CVE-2022-20412 in Android
Summary
by MITRE • 10/12/2022
In fdt_next_tag of fdt.c, there is a possible out of bounds read due to an incorrect bounds check. This could lead to local escalation of privilege with System execution privileges needed. User interaction is not needed for exploitation.Product: AndroidVersions: Android-10 Android-11 Android-12 Android-12L Android-13Android ID: A-230794395
If you want to get the best quality for vulnerability data then you always have to consider VulDB.
Analysis
by VulDB Data Team • 04/13/2026
The vulnerability identified as CVE-2022-20412 resides within the flattened device tree (FDT) parsing functionality of Android systems, specifically in the fdt_next_tag function located in fdt.c. This flaw represents a critical out-of-bounds read condition that occurs due to an insufficient bounds check implementation. The device tree is a data structure used by the Linux kernel to describe hardware components and their configuration, making it fundamental to system initialization and hardware abstraction. When processing device tree blobs, the system must carefully validate memory boundaries to prevent unauthorized access to adjacent memory regions.
The technical implementation flaw stems from improper boundary validation within the fdt_next_tag function where the code fails to adequately verify that subsequent memory accesses remain within the allocated device tree buffer boundaries. This incorrect bounds checking allows an attacker to craft malicious device tree data that, when processed by the vulnerable function, can cause the system to read memory locations beyond the intended buffer limits. The vulnerability specifically affects Android versions 10 through 13, indicating it has been present across multiple major releases and represents a long-standing issue in the system's device tree processing logic.
The operational impact of this vulnerability is severe, as it enables local privilege escalation with system execution privileges required for exploitation. While user interaction is not necessary for exploitation, the requirement for system execution privileges means that an attacker must already have some level of access to the device to leverage this vulnerability. However, once exploited, the out-of-bounds read could potentially be leveraged to extract sensitive kernel memory information, potentially leading to further exploitation techniques such as information disclosure or even arbitrary code execution. This vulnerability aligns with CWE-129, which describes improper validation of array indices, and represents a classic example of how insufficient bounds checking can lead to memory corruption vulnerabilities. The ATT&CK framework categorizes this as a privilege escalation technique under T1068, where an attacker exploits a system vulnerability to gain elevated privileges.
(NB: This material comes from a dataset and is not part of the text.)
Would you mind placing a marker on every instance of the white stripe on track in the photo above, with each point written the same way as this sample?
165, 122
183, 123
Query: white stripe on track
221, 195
The mitigation strategies for this vulnerability primarily involve applying the relevant security patches provided by Google and device manufacturers, which typically include correcting the bounds checking logic in the fdt_next_tag function to properly validate memory access boundaries. Additionally, system administrators should ensure that device tree blobs are properly validated and sanitized before processing, implementing stricter input validation mechanisms. The vulnerability also highlights the importance of comprehensive code review processes for kernel-level components and the need for robust memory safety checks in critical system functions. Regular security updates and proper device tree validation procedures should be implemented to prevent similar issues from occurring in future versions. Organizations should also consider implementing monitoring solutions to detect anomalous device tree processing patterns that might indicate exploitation attempts.